Title: Micro-organisms with
glycosylation modulating action of intestinal cell surface
United States Patent: 7,008,785
Issued: March 7, 2006
Inventors: Antoine; Jean-Michel (Maisons-Alfort,
FR); Freitas; Miguel (Paris, FR); Cayuela; Chantal (Paris, FR); Trugnan;
Germain (Montreuil, FR)
Assignee: Compagnie Gervais Danone (Levallois-Perret,
Appl. No.: 332243
Filed: July 4, 2001
PCT Filed: July 4, 2001
PCT NO: PCT/FR01/02147
371 Date: September 11, 2003
102(e) Date: September 11, 2003
PCT PUB.NO.: WO02/02800
PCT PUB. Date: January 10, 2002
Training Courses --Pharm/Biotech/etc.
The invention concerns micro-organism
strains, in particular of lactic acid bacteria, having a glycosylation
modulating effect of intestinal cell surface. The invention also concerns
a method for selecting micro-organism strains, in particular of lactic
acid bacteria, which consists in measuring the average fluorescence
intensity variation of HT29-MTX cells incubated in the presence of a
lectin coupled with a fluorochrome after being in contact with the
supernatant of the strain concerned. Said lactic acid bacteria strains can
be used, optionally in the form of their active fraction, for preparing
food compositions or medicines or food supplements, modulating
glycosylation of glycoproteins of intestinal epithelial cells.
Description of the Invention
FIELD OF THE
The invention concerns microorganisms
having a modulatory effect on surface glycosylation or on the composition
of sugars at the surface of intestinal cells, a method for selecting said
microorganisms, and their uses in the food and medical sectors.
BACKGROUND OF THE
The gastrointestinal mucosa consists of a
simple layer of epithelial cells which are at least partially covered on
the side of the intestinal lumen by a viscoelastic layer mainly consisting
of glycoconjugates. The epithelial cells synthesize the glycoconjugates
present at their surface, which are the intermediates in numerous
interactions, in particular with lectins or adhesins, with bacterial
toxins, or with antibodies, bacteria, viruses, parasites. These
glycoconjugates therefore constitute important intermediates in the
relationship between the host and the intestinal flora.

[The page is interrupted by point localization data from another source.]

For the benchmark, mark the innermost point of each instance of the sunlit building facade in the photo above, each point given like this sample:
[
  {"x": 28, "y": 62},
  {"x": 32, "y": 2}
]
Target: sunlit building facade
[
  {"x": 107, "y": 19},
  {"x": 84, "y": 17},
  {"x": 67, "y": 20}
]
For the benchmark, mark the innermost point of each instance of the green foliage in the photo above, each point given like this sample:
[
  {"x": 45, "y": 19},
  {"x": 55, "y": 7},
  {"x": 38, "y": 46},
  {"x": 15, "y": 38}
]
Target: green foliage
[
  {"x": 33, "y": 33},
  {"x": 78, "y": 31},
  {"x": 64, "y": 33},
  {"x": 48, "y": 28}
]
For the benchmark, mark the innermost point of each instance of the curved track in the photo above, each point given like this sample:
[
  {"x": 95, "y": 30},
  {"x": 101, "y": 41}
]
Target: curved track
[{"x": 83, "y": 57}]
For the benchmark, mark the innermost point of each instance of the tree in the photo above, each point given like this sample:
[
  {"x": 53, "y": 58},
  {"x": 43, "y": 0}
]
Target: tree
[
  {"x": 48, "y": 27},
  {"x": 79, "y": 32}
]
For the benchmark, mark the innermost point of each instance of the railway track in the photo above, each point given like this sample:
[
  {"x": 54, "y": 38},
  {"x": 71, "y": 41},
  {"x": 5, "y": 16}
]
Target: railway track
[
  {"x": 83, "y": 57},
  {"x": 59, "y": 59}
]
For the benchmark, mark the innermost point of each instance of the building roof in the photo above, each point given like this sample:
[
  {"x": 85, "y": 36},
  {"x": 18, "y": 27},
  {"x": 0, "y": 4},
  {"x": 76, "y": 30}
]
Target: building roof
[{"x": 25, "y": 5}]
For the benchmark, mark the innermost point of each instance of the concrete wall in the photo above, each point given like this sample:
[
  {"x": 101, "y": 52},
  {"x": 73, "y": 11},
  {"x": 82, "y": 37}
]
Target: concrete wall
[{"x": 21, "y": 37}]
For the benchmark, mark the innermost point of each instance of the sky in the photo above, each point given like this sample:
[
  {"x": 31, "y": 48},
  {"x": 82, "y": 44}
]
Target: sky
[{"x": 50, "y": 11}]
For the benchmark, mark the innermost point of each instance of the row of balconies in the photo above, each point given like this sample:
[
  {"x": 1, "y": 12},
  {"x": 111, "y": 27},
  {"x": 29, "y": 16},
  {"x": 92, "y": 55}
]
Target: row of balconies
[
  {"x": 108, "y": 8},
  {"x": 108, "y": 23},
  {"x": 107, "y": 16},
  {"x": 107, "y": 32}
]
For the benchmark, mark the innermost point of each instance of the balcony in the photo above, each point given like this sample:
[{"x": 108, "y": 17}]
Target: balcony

These glycoconjugates are, as their name indicates, glycosylated
compounds, that is to say on which are grafted sugar chains which are long
to a greater or lesser degree and which may be branched. In the healthy
human intestine, these sugars may be galactose (Gal), fucose (Fuc), N-acetylneuraminic
acid or sialic acid, N-acetylglucosamine (GlcNAc), N-acetylgalactosamine (GalNac),
linked to each other by various bonds. Three of them may be in a terminal
position; they are galactose, fucose and sialic acid.
A host and its intestinal microflora function as a complex system in which
the microflora has a significant impact on the host. In the case of
nonpathogenic or probiotic microorganisms, a symbiotic or cooperative
relationship often exists between the host and the microorganisms, the
presence of the latter being necessary for good balance and good
functioning of the host's intestine. By contrast, the presence of
pathogenic microorganisms, which is more rare, may have negative
consequences by preventing or reducing the presence of probiotic
microorganisms, or even by having a parasitic action which is directly
harmful to the host.
The fragile balance between the host and the microflora is directly linked
to the intestinal environment and in particular to the quantitative and
qualitative presence of the surface glycoconjugates. Indeed, it is known
that some microorganisms, which may be probiotic or pathogenic, will be
sensitive to certain sugars at the terminal position. The intestinal
bacteria can modulate the pattern of glycosylation of the glycoconjugates
present at the surface of the intestinal cells, without their mode of
action being completely elucidated as will be seen hereinafter. The
bacteria can, on the one hand, induce the presence of such and such sugar
during glycosylation and, on the other hand, break down the sugars present
at the terminal position of a chain, which qualitatively and/or
quantitatively modifies the sugars present at the terminal position.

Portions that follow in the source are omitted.